Atrial fibrillation (AF) is one of the most common arrhythmias. AF and congestive heart failure (CHF) are frequent co-morbidity in the geriatric population. The probability that AF precedes CHF or vice versa is similar.[18] They can deteriorate each other and make the therapy more difficult. AF and CHF animal models, especially in large animals, can help to understand the pathophysiological mechanisms and provide critical information on the safety and efficacy of drugs and/or medical devices prior to human clinical trials. One article as translational research written by Dr. Urban and his colleagues introduced the methods of induction, management, and characterization of several AF and CHF models in dogs.[19] These animal models can be highly valuable for basic and preclinical research. A continuum of atrial anatomical remodeling occurs during AF. Rolfes et al.[20] used their library of perfusion-fixed human hearts to investigate AF-induced remodeling. Human AF specimens were compared to non-AF human controls. They found that compared to controls, AF hearts typically had larger atrial volumes, more variation in volume, and other structural alterations. If a reader is interested to know more about the structure and function of the human heart, here is an excellent website (www.vhlab.umn.edu) to visit.

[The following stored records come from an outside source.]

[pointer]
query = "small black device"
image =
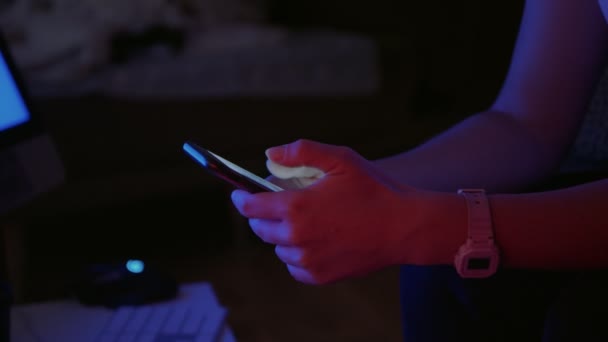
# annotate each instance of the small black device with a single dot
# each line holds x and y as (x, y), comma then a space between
(125, 283)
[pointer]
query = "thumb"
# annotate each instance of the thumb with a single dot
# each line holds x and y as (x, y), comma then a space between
(308, 153)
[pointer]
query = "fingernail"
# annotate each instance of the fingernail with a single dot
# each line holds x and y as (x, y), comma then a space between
(276, 153)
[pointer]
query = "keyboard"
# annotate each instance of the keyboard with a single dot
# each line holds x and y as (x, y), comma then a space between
(194, 316)
(163, 323)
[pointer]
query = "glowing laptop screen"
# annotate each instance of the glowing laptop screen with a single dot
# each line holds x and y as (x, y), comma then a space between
(13, 111)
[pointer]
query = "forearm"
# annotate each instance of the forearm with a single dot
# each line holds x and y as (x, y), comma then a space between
(563, 229)
(489, 150)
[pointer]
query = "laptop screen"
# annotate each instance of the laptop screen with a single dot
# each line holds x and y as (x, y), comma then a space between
(13, 111)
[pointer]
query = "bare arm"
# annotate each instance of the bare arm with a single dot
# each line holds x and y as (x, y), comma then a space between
(525, 134)
(563, 229)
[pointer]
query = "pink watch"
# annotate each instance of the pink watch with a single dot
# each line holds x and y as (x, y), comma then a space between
(479, 256)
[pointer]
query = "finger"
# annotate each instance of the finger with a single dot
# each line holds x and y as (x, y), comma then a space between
(291, 255)
(301, 275)
(310, 153)
(264, 205)
(271, 231)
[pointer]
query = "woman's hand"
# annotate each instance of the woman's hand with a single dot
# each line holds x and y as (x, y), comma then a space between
(351, 221)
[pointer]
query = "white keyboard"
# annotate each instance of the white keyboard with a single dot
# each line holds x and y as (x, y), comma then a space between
(163, 323)
(194, 316)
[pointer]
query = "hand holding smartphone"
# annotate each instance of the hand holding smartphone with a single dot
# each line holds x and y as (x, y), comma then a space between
(228, 171)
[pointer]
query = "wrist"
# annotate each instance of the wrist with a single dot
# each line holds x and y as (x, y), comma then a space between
(438, 228)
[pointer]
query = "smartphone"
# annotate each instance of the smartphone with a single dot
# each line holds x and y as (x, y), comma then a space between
(228, 171)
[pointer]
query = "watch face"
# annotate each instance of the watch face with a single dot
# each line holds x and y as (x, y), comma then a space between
(477, 263)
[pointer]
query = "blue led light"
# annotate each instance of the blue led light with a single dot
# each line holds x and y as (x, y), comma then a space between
(135, 266)
(195, 154)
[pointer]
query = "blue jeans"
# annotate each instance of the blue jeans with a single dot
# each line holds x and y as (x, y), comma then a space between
(513, 305)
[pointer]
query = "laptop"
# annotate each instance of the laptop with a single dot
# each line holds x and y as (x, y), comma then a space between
(29, 166)
(195, 316)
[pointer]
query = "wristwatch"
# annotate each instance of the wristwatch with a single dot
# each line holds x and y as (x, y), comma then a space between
(479, 256)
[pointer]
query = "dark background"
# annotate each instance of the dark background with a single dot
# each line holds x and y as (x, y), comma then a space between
(131, 192)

Population aging of the world is a global issue. Clinically, the morbidity and mortality of cardiac arrhythmia and HF are much high in the geriatric population. The medical costs are on the exponential increase as this population grows fast. Proper and prompt therapy and management of elderly patients become increasingly important. In this specific issue, two reviews discussed some therapeutical issues about the use of medical devices and antiarrhythmic drugs in geriatric patients. Current guidelines for implantable cardioverter-defibrillator (ICD) therapy in HF patients were based on device multi-trials in which very few geriatric patients were recruited. Drs. Revenco, Morgan, and Tsao thus put together an article for this specific issue to address the determining indications for ICD implantation in elderly patients.[21] The article also discussed the controversies of ICD implantation and therapy in geriatric patients, as well as the withdrawal of ICD therapy near the end of life. In addition, Dr. Lee and his colleagues raised the important issue to distinguish the pathological alterations of cardiac electrophysiology from the normal and physiological progression in aging populations.[22] They discussed the changes of the pharmacokinetics and pharmacodynamics of antiarrhythmic drugs in elderly patients due to the changes of their absorption, distribution, metabolism, and elimination. Therefore, the use of antiarrhythmic drugs in geriatric patients needs to be individualized according to each patient's physiology and disease stage. Closely monitoring liver and kidney function is necessary for prevention of serious side effects in elderly patients.

Finally, the journal greatly appreciates all of the contributors for their hard work to make this specific issue unique and tight to geriatric cardiovascular research.